Carwell’s reading of history is that Farage took Ukip to a certain point, but became a liability for the final push, and for the referendum campaign itself. He claims, in Tim Shipman’s All Out War, to have joined Ukip as a deliberate attempt to detoxify the party’s brand and to widen its appeal. Referring to Farage’s radio interview about living next door to immigrants, he said: “If it became a choice between being rude about Romanian immigrants versus the economy, we would lose 60-40.”

This is what might be called the Carswell Paradox: that by being the acceptable face of Ukip he may have softened the party’s image and enabled the Leave side to win the referendum.
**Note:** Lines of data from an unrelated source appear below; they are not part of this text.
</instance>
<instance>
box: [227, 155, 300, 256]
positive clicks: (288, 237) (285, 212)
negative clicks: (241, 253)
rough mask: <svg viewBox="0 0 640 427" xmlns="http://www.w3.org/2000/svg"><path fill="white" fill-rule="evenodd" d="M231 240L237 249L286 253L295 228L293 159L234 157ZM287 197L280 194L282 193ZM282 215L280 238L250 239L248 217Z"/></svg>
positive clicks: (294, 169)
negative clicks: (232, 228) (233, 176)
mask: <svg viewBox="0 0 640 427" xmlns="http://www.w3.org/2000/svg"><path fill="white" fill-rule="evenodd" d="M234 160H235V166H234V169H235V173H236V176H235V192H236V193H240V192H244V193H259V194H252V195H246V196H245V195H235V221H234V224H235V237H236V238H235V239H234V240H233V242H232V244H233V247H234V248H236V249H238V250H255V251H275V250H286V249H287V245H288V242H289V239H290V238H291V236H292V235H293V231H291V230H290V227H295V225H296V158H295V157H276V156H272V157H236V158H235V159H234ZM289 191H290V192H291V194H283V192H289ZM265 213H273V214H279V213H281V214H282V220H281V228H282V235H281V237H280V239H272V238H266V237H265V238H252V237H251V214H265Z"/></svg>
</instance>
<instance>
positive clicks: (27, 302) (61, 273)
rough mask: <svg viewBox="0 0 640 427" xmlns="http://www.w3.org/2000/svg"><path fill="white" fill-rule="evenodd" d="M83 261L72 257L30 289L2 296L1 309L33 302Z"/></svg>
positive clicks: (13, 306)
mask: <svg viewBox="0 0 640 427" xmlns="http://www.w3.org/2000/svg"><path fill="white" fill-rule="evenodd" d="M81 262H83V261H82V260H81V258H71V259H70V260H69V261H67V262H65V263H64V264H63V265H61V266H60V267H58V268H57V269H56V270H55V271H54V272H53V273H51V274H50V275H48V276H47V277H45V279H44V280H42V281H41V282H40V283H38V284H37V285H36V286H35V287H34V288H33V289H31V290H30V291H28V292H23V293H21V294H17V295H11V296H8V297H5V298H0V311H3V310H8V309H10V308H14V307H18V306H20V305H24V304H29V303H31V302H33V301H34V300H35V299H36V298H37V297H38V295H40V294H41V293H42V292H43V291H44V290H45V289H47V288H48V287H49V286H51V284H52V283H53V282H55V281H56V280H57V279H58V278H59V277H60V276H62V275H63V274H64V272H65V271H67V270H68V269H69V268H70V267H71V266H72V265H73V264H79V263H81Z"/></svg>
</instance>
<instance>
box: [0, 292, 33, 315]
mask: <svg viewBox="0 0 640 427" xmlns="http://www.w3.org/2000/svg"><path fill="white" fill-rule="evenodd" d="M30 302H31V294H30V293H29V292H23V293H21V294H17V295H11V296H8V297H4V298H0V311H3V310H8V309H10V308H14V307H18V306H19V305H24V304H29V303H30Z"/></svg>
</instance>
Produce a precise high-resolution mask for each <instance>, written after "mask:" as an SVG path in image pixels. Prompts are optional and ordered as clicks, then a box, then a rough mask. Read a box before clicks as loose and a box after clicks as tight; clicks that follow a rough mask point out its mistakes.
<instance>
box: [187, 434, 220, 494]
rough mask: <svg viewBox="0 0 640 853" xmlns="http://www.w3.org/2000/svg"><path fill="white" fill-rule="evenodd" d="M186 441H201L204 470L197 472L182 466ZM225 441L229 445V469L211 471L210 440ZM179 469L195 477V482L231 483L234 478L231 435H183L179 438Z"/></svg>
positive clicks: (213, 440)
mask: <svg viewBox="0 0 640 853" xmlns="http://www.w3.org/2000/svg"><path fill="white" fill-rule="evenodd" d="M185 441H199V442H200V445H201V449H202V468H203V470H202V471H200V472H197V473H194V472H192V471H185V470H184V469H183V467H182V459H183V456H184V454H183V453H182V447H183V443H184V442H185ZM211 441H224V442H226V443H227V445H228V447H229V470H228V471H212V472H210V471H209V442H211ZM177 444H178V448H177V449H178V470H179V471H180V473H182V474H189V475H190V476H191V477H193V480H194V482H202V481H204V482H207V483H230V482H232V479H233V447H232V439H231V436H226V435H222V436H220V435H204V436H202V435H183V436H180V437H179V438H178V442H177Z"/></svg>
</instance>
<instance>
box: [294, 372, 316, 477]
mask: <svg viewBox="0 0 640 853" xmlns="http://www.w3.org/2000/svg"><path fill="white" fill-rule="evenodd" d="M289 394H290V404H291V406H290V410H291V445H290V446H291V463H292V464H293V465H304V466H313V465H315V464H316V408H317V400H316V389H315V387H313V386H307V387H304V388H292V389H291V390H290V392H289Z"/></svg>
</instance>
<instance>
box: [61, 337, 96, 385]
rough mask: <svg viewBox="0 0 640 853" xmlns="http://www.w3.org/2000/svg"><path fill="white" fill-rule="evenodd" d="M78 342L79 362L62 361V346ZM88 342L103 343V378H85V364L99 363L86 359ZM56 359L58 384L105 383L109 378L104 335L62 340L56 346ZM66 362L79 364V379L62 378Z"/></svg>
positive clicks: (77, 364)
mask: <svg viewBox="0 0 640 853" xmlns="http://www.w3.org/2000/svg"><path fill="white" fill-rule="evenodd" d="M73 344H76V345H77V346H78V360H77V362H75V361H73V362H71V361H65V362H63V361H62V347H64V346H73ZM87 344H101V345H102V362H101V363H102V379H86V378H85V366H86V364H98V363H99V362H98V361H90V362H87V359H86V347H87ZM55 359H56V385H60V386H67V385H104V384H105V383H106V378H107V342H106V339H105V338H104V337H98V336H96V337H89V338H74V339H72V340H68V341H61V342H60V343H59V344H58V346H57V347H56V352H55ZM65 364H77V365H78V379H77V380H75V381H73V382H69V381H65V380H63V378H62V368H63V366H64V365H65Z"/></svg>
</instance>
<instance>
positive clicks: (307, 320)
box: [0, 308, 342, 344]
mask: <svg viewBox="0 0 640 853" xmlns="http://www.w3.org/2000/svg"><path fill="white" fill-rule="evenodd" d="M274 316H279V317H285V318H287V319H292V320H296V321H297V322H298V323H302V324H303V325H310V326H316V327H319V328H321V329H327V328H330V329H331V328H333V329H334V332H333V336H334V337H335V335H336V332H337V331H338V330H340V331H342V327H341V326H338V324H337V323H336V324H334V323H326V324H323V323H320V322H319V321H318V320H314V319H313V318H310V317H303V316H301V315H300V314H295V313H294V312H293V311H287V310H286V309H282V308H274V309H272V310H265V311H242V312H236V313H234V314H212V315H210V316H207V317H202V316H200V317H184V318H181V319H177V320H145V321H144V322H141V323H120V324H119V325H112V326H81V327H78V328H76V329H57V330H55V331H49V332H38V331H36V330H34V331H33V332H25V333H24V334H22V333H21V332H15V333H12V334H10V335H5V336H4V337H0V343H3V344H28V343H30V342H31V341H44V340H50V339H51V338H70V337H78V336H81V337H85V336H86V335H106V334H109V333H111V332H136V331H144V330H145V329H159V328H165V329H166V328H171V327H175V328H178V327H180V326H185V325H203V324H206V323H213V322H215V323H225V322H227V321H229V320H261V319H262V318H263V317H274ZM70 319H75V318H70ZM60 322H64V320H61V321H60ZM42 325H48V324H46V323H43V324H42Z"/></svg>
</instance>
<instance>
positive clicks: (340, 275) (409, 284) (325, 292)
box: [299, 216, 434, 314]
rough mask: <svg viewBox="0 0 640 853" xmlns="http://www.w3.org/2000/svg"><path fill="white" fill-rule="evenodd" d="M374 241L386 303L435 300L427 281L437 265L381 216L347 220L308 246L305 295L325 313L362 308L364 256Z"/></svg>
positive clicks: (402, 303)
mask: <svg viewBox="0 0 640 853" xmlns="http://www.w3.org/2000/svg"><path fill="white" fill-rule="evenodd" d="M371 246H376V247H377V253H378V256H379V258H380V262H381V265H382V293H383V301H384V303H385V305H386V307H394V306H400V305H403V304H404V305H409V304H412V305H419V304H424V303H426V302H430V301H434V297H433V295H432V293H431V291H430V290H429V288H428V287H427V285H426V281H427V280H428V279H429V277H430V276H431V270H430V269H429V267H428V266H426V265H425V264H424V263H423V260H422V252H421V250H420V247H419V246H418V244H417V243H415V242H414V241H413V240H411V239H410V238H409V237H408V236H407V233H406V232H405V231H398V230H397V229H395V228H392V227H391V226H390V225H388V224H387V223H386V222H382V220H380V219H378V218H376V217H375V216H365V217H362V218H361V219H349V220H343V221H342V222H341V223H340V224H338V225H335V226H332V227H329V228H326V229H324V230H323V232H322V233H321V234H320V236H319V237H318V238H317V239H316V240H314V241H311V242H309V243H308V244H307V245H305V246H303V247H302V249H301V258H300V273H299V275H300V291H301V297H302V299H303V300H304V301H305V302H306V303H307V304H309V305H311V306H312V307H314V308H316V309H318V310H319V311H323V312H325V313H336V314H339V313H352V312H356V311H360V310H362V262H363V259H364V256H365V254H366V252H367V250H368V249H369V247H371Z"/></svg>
In the end, though, I don’t think Carswell was that important. Ukip was still toxic enough by the time of the referendum for the official Vote Leave campaign to have nothing to do with it. For those who think individuals sway history, Boris Johnson was more important as a leading “liberal” face of the Leave campaign. For those who look to impersonal forces in society, anti-EU sentiment was strong and independent of Ukip, Farage or the Tory Eurosceptics, and if Johnson hadn’t put himself at its head then May probably would have done.

So I think we can judge Carswell on his merits, and on the whole I’m glad he diluted the concentration of xenophobia in Ukip and in British politics generally. In that, at least, he did his country a service.